The Latin Rhythms Band, formed in March of 1995, have been entertaining audiences throughout the Tennessee Valley and Southeast from Birmingham all the way to Charlotte NC in music festivals, night clubs, Mexican cantinas, and private fiestas and dances. Since their debut in Jazz-n-June at Monte Sano's little amphitheatre in the summer of 1995 in Huntsville Alabama, the band has evolved from playing Latin jazz to the variety of music they currently play, including vocals and an arsenal of Latin percussion. The styles of salsa, merengue, boleros, bossa novas, guajira, guaguanco, and Latin rock are predominantly performed in this band's highly energetic and danceable shows. Including some originals, cover tunes performed by the Latin Rhythms Band include those by Santana, War, and the late Tito Puente. The band is composed of vocals, trumpet, trombone, electric bass, keyboard, drum kit, congas, bongos, and an assortment of Latin percussion - maracas, clave, cow bell, Cuban guiro, merengue guiro, and timbales.
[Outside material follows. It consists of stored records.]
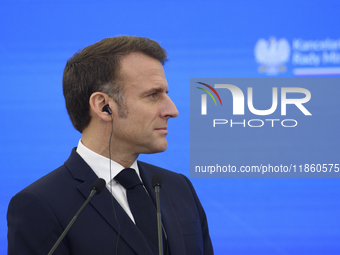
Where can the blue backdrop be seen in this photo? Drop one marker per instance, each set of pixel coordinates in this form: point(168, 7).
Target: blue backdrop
point(205, 39)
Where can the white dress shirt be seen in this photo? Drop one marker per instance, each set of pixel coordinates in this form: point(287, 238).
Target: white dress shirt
point(101, 167)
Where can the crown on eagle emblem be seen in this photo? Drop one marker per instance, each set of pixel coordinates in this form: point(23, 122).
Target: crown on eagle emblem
point(272, 55)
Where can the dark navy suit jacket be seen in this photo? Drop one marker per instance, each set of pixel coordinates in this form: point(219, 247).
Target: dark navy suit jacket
point(38, 214)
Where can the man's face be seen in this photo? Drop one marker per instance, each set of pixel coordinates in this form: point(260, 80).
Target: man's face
point(144, 129)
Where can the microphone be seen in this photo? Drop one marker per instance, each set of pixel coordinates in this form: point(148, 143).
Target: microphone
point(156, 184)
point(96, 188)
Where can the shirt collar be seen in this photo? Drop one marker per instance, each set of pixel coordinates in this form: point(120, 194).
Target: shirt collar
point(100, 164)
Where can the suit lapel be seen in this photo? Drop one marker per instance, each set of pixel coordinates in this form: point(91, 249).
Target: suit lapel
point(103, 205)
point(169, 218)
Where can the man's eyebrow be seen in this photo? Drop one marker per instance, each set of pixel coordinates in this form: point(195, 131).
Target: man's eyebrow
point(154, 90)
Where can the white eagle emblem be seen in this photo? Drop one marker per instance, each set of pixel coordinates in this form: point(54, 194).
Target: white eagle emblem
point(272, 55)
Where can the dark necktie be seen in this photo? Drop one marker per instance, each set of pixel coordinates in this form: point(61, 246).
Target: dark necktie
point(142, 208)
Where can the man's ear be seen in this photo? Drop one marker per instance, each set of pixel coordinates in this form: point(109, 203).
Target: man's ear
point(100, 105)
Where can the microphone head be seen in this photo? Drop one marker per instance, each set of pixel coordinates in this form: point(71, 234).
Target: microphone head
point(98, 185)
point(156, 180)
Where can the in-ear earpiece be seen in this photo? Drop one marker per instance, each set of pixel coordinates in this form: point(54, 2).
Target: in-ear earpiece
point(107, 109)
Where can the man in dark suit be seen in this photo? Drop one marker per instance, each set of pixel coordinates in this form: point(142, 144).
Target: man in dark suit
point(116, 96)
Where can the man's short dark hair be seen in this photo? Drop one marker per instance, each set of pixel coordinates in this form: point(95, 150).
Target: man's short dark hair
point(96, 68)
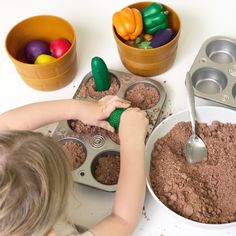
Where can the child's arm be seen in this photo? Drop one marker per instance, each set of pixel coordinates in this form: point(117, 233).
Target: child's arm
point(36, 115)
point(131, 185)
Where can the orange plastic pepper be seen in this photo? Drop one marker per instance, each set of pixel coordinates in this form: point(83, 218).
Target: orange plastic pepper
point(128, 23)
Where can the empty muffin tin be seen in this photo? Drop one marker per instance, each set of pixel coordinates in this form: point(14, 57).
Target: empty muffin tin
point(213, 72)
point(97, 144)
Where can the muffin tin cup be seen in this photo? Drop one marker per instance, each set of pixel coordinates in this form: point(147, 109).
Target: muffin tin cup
point(97, 143)
point(213, 72)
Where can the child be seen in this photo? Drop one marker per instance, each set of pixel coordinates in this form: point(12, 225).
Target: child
point(35, 175)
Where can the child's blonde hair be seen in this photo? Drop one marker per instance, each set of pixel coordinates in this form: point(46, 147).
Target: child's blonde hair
point(35, 180)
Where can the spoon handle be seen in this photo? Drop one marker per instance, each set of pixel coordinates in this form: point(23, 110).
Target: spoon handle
point(191, 100)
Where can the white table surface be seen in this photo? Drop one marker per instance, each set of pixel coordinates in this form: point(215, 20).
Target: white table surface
point(92, 21)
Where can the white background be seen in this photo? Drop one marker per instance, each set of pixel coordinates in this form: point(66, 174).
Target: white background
point(91, 20)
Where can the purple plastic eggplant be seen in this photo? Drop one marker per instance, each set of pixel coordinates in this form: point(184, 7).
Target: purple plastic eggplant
point(162, 37)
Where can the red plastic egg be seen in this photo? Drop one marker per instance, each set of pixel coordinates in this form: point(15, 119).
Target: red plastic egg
point(59, 47)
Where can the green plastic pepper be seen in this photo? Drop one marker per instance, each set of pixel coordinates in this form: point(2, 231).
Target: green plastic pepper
point(154, 18)
point(100, 74)
point(114, 118)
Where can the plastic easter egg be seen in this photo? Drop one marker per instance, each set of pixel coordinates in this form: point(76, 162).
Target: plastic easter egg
point(44, 59)
point(35, 48)
point(59, 47)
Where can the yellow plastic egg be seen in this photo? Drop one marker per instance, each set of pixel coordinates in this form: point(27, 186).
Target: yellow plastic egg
point(44, 59)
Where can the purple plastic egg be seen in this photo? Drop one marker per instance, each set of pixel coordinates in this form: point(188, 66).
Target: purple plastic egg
point(35, 48)
point(162, 37)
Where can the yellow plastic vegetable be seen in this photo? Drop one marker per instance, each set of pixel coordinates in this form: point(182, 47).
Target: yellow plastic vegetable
point(128, 23)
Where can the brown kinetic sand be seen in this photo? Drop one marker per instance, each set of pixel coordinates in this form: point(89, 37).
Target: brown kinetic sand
point(143, 96)
point(107, 169)
point(77, 153)
point(206, 191)
point(88, 89)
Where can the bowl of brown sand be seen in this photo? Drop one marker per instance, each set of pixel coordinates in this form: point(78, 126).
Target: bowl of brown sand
point(203, 193)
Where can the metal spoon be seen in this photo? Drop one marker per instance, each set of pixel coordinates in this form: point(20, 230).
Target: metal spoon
point(195, 149)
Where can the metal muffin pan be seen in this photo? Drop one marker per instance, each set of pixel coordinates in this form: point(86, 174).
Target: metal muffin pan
point(96, 144)
point(213, 71)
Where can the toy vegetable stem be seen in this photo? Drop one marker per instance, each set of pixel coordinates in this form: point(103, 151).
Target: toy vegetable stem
point(100, 74)
point(154, 18)
point(114, 118)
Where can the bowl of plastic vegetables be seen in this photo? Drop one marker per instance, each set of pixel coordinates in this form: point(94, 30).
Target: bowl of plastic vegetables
point(146, 34)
Although the band members are now based in the Tennessee Valley, they bring their wealth of culture and musical experiences from Puerto Rico, The Dominican Republic, Panama, and Mexico. Coupled with the jazz roots of the other musicians, the overall presentation of the band is unique.
Lost Paradise CD:
10 of 14 songs are originals. The theme and artwork for "Lost Paradise" was inspired by the documentary "Buena Vista Social Club" which featured some of Cuba's greatest musicians known in the Latin community. The tune "Lost Paradise" is written as a traditional salsa with traditional full horn lines, chorus, and lyrics storytelling of Cuba's musical and rhythmic past prior to the revolution. The CD took two years to complete and was recorded at Doug Smith's Sound Cell Recording Studios here in Huntsville and partially recorded, fully engineered at Loco Sound Studios in Charlotte NC.
Lost Paradise Artwork:
The artwork was designed and developed by nationally known artist Ms. Caroline Wang. The image of the beach, the instruments on stage minus the musicians, the ocean, the quaint image of lights in the distant view signifying a village and mountains represent a silhouette type mystical vision of Cuba with the missing musicians and fans. One ponders where the life has gone, like they've all gone away, like the show or lifeforce has ended and the musicians have abandoned their instruments and have left or are lost somewhere in paradise. The footprints in the sand signify a departure and remembrance of the past. The rose on the trumpet is a metaphor for appreciation of the music but also is interpreted as a gesture of condolence for the "Lost Paradise," where the life and the memories will never cease but will always be captured in the music of "Lost Paradise." The lyrics of "Lost Paradise" do a fine job at capturing the spirit of Cuban life of the 1950s.